1. Latin has no word for "the" or "a". It is difficult to recreate the effect of the PRESENCE of "the" in the Latin text. -- If the verb "sit" ("may...be") comes first in the sentence, however, the effect approximates the ABSENCE of "the", rather like "a force/strength" or merely "force/strength".
2. The word "you" in English may refer to any number of people, but in Latin you must select either a singular form ("te")or a plural form ("vobis").
3. The word "cum" ("with") must be suffixed to either choice of the word for "you" to create a new word, even though it is a normal, separate preposition with Latin nouns, as in the phrase "cum laude".

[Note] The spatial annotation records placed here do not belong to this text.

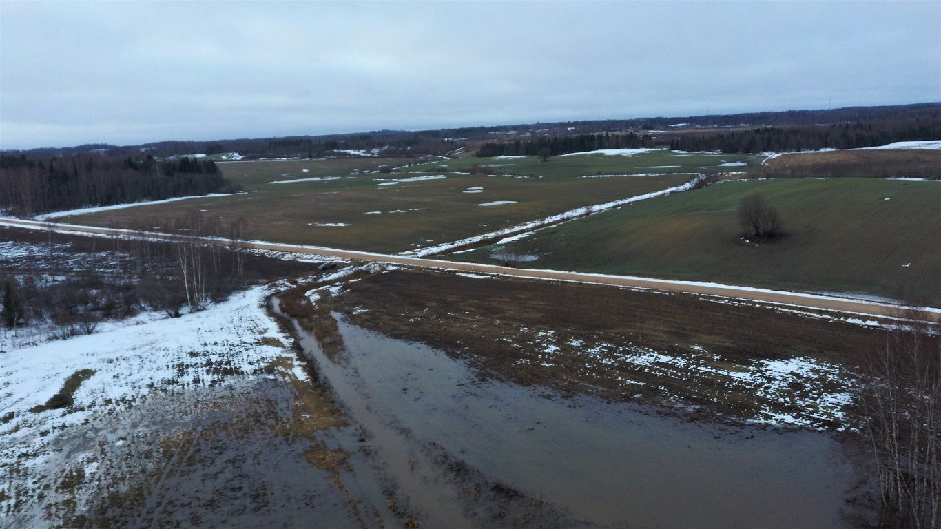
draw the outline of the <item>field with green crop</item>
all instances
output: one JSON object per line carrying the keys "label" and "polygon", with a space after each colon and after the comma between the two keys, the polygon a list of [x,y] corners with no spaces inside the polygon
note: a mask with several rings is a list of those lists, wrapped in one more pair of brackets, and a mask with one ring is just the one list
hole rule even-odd
{"label": "field with green crop", "polygon": [[[242,218],[245,236],[249,239],[400,252],[665,189],[691,178],[685,174],[514,178],[407,172],[424,168],[418,167],[377,172],[381,166],[400,167],[407,162],[360,158],[220,163],[225,176],[243,184],[246,193],[135,206],[61,220],[152,229],[167,219],[199,212],[224,222]],[[594,162],[589,157],[582,163],[589,168],[584,170],[593,170]],[[270,184],[273,182],[278,184]]]}
{"label": "field with green crop", "polygon": [[545,162],[537,156],[467,157],[403,168],[402,170],[470,171],[477,164],[486,166],[483,170],[486,172],[541,177],[716,173],[747,171],[758,168],[764,158],[751,154],[648,150],[630,155],[595,153],[551,156]]}
{"label": "field with green crop", "polygon": [[[786,236],[740,240],[737,208],[761,193]],[[519,266],[862,293],[941,305],[941,182],[840,178],[734,181],[644,200],[453,255]]]}

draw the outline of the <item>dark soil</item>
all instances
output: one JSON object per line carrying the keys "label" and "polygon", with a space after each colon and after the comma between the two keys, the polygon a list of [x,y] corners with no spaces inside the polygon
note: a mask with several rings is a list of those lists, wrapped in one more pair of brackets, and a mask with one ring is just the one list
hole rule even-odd
{"label": "dark soil", "polygon": [[[604,343],[690,359],[706,350],[713,355],[710,365],[733,371],[756,360],[790,357],[853,365],[879,332],[688,295],[422,271],[366,277],[329,303],[355,325],[439,348],[468,361],[485,377],[617,401],[638,393],[654,399],[682,395],[703,413],[739,417],[751,417],[769,403],[730,393],[721,378],[704,379],[695,367],[657,373],[623,360],[599,361],[584,349]],[[539,345],[548,332],[562,353],[550,364],[543,361],[545,345]],[[626,386],[624,379],[643,387]]]}

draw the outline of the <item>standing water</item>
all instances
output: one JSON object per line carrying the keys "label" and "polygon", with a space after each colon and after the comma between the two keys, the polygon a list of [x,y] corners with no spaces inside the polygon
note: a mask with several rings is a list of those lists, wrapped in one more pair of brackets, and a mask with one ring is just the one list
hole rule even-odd
{"label": "standing water", "polygon": [[853,471],[824,434],[692,424],[632,404],[483,381],[440,351],[332,318],[335,335],[320,336],[329,346],[300,331],[305,354],[427,526],[473,525],[460,490],[428,477],[420,447],[429,443],[579,524],[844,524]]}

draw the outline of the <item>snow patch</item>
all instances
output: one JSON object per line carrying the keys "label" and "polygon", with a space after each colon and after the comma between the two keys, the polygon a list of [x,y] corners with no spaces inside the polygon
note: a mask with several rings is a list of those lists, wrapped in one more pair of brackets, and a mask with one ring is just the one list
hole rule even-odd
{"label": "snow patch", "polygon": [[515,203],[517,203],[516,200],[494,200],[492,202],[484,202],[484,203],[481,203],[481,204],[477,204],[477,205],[479,205],[479,206],[502,206],[503,204],[515,204]]}

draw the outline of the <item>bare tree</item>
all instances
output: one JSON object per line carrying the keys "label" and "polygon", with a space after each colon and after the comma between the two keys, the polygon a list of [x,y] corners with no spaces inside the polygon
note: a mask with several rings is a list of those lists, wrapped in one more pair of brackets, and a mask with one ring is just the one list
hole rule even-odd
{"label": "bare tree", "polygon": [[937,529],[941,334],[930,324],[887,331],[865,355],[863,368],[861,423],[878,481],[880,524]]}
{"label": "bare tree", "polygon": [[739,204],[739,223],[749,231],[746,236],[769,240],[781,235],[781,218],[777,210],[768,205],[759,193],[745,196]]}

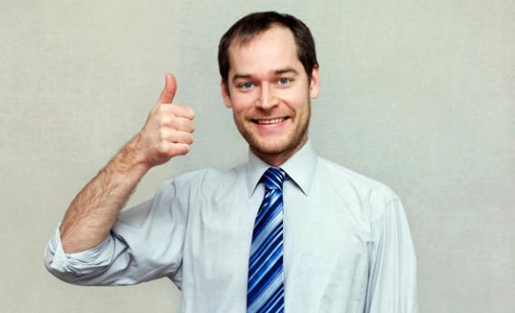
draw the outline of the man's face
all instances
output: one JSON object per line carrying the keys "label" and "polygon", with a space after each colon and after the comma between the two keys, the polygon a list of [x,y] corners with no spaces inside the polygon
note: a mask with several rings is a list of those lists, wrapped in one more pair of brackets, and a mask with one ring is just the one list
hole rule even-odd
{"label": "man's face", "polygon": [[296,49],[291,31],[277,26],[246,45],[233,43],[228,90],[221,83],[238,129],[252,151],[274,166],[307,140],[311,99],[318,95],[318,69],[308,83]]}

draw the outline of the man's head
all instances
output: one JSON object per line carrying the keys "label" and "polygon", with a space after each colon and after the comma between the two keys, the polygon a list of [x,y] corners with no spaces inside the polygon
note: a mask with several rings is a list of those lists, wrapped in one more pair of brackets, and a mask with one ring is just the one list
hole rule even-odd
{"label": "man's head", "polygon": [[307,140],[318,64],[307,27],[291,15],[248,15],[222,37],[220,87],[252,151],[279,166]]}
{"label": "man's head", "polygon": [[228,83],[230,70],[229,47],[231,44],[246,45],[259,34],[274,26],[281,26],[292,33],[297,58],[311,78],[311,71],[318,67],[315,40],[309,28],[299,19],[287,14],[277,12],[258,12],[246,15],[232,25],[220,39],[219,44],[219,70],[222,81]]}

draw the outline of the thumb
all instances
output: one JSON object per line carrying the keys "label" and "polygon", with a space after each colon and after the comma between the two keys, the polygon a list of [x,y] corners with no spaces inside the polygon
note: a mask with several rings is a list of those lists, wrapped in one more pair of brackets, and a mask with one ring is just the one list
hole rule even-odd
{"label": "thumb", "polygon": [[177,81],[175,81],[175,77],[172,74],[166,74],[166,82],[164,84],[164,89],[160,96],[160,103],[171,103],[173,101],[173,97],[175,96],[175,90],[177,90]]}

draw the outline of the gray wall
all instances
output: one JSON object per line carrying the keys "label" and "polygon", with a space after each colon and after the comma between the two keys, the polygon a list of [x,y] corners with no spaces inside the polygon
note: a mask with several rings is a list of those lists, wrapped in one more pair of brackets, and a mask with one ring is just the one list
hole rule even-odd
{"label": "gray wall", "polygon": [[316,37],[319,154],[403,198],[422,311],[515,311],[515,3],[261,3],[2,1],[0,311],[178,311],[167,280],[71,286],[46,272],[43,250],[74,194],[143,125],[166,71],[197,111],[196,143],[153,169],[131,204],[167,177],[245,160],[216,51],[233,22],[264,9],[297,15]]}

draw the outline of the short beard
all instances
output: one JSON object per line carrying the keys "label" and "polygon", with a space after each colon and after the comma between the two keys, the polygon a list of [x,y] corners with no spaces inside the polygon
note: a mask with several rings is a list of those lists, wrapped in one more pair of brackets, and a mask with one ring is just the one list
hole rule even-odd
{"label": "short beard", "polygon": [[[302,140],[306,137],[307,130],[309,128],[309,121],[311,119],[311,100],[308,100],[308,110],[307,110],[307,121],[304,125],[299,125],[299,128],[296,129],[293,138],[291,138],[284,146],[279,147],[270,147],[266,145],[266,143],[260,143],[254,134],[247,129],[245,127],[235,123],[238,130],[241,136],[245,138],[250,149],[257,156],[279,156],[279,155],[288,155],[296,152],[301,147]],[[235,121],[237,117],[233,116]]]}

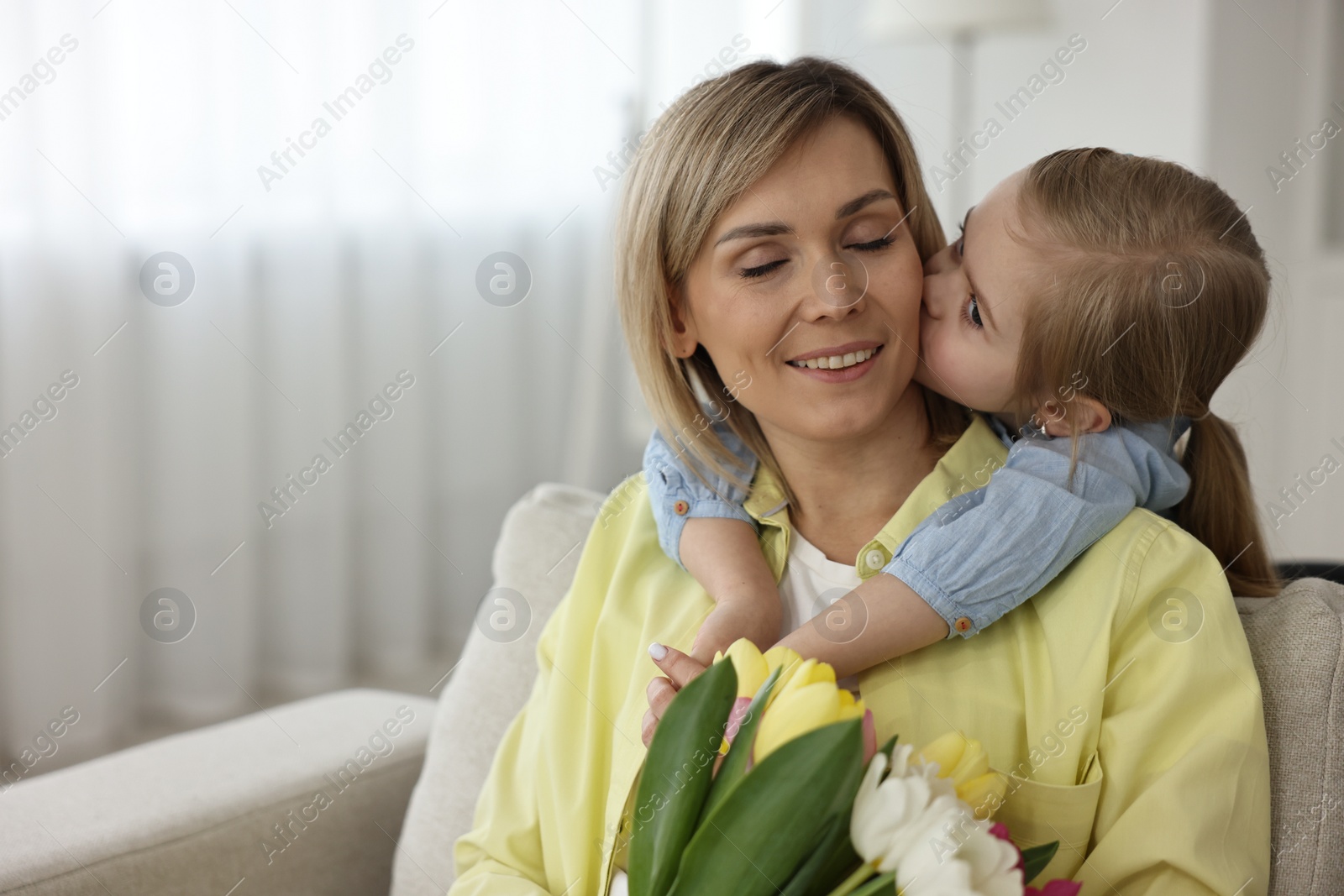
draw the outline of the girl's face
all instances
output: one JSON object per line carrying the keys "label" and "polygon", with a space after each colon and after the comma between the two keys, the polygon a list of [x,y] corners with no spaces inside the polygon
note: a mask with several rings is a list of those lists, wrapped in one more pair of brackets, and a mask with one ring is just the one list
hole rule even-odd
{"label": "girl's face", "polygon": [[[970,208],[962,235],[925,263],[915,379],[985,412],[1011,412],[1031,274],[1040,261],[1012,234],[1021,172]],[[1012,232],[1009,232],[1009,228]]]}
{"label": "girl's face", "polygon": [[871,431],[918,363],[911,211],[868,129],[833,118],[715,220],[675,290],[675,352],[704,345],[767,435]]}

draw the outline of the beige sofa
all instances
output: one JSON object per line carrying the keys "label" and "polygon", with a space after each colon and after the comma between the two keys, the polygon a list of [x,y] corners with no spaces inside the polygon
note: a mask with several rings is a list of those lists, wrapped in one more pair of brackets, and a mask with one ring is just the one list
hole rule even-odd
{"label": "beige sofa", "polygon": [[[437,705],[347,690],[0,793],[0,893],[442,893],[601,497],[542,485],[509,510],[495,580],[531,625],[507,643],[473,631]],[[1306,579],[1238,607],[1270,736],[1270,892],[1344,893],[1344,587]]]}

4. The verb may be included or omitted. If included, it must be in the special form called subjunctive to recreate the effect of "may...be".
5. Latin permits a great variety of word orders. In this phrase any word may appear in any position.
6. "Vis", the word commonly equated to "force", also means "strength".
All the options:
VIS TECUM. TECUM VIS.
VIS VOBISCUM. VOBISCUM VIS.
VIS TECUM SIT. VIS SIT TECUM. SIT VIS TECUM. TECUM VIS SIT. TECUM SIT VIS. SIT TECUM VIS.
VIS VOBISCUM SIT. VIS SIT VOBISCUM. SIT VIS VOBISCUM. VOBISCUM VIS SIT. VOBISCUM SIT VIS. SIT VOBISCUM VIS.